2. In its resolution 1993/40, the Commission took note of the resignation of Mr. P. Kooijmans as Special Rapporteur and requested the Chairman, after consultations within the Bureau, to appoint an individual of recognized international standing as his successor. As a result, Mr. Nigel S. Rodley (United Kingdom) was appointed Special Rapporteur.

3. In conformity with resolutions 1992/32 and 1993/40, the newly appointed Special Rapporteur hereby presents his first report to the Commission. Chapter I deals with a number of aspects pertaining to the mandate and methods of work. Chapter II consists mainly of a review of the information transmitted by the Special Rapporteur to Governments, as well as the replies received, from 15 December 1992 to 15 December 1993. Chapter III contains conclusions and recommendations.

4. In addition to the above-mentioned resolutions, several other resolutions adopted by the Commission on Human Rights at its forty-ninth session are also pertinent within the framework of the mandate of the Special Rapporteur and have been taken into consideration in examining and analysing the information brought to his attention with regard to the different countries. These resolutions are, in particular:

(a) Resolution 1993/41, entitled "Human rights in the administration of justice", in which the Commission called upon its special rapporteurs and working groups to give special attention to questions relating to the effective protection of human rights in the administration of justice, in particular with regard to unacknowledged detention of persons, and to provide, wherever appropriate, specific recommendations in this regard, including proposals for possible concrete measures under advisory services programmes;

(b) Resolution 1993/45, entitled "Right to freedom of opinion and expression", in which the Commission invited the special rapporteurs to pay attention, within the framework of their mandates, to the situation of persons detained, subjected to violence, ill-treated or discriminated against for having exercised this right.

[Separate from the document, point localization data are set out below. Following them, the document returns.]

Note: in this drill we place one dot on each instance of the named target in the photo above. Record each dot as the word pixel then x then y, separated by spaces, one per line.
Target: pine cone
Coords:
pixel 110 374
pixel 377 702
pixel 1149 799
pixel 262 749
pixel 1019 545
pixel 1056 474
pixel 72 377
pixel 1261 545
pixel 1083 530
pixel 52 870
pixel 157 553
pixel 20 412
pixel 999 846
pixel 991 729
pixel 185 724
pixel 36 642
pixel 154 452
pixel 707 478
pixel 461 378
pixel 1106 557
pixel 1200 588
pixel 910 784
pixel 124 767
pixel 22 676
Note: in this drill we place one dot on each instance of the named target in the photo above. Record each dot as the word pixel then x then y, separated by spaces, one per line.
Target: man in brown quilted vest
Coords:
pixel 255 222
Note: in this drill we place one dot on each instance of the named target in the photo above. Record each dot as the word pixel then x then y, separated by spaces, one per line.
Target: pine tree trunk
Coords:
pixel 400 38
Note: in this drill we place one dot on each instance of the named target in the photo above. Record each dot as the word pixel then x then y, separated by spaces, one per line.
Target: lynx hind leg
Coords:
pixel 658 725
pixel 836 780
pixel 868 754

(c) Resolution 1993/46, entitled "Integrating the rights of women into the human rights mechanisms of the United Nations", in which the Commission requested all its special rapporteurs and working groups to include regularly and systematically in their reports available information on human rights violations affecting women;

(d) Resolution 1993/47, entitled "Human rights and thematic procedures", in which the Commission recommended that Governments that had invited any of the thematic special rapporteurs to visit their countries consider follow-up visits and encouraged Governments to respond expeditiously to requests for information so that the thematic special rapporteurs concerned might carry out their mandates effectively. It also encouraged Governments encountering problems in the field of human rights to cooperate more closely with the Commission through the pertinent thematic procedures, in particular by inviting a thematic special rapporteur or working group to visit their countries. It further encouraged the thematic special rapporteurs and working groups to follow closely the progress made by Governments in their investigations carried out within their respective mandates and requested them to include in their reports gender-disaggregated data, as well as comments on problems of responding and the results of analyses;

(e) Resolution 1993/48, entitled "Consequences for the enjoyment of human rights of acts of violence committed by armed groups that spread terror among the population and by drug traffickers", in which the Commission requested the Special Rapporteurs to continue paying particular attention to the adverse effect on the enjoyment of human rights of such acts of violence;

(f) Resolution 1993/64, entitled "Cooperation with representatives of United Nations human rights bodies", in which the Commission urged Governments to refrain from all acts of intimidation or reprisal against persons cooperating with representatives of United Nations human rights bodies, availing themselves of human rights protection procedures established under United Nations auspices or providing legal assistance for this purpose, as well as those who submit communications under procedures established by human rights instruments and relatives of victims of human rights violations. It also requested representatives of human rights bodies to continue to take urgent steps to help prevent the occurrence of such intimidation and reprisals.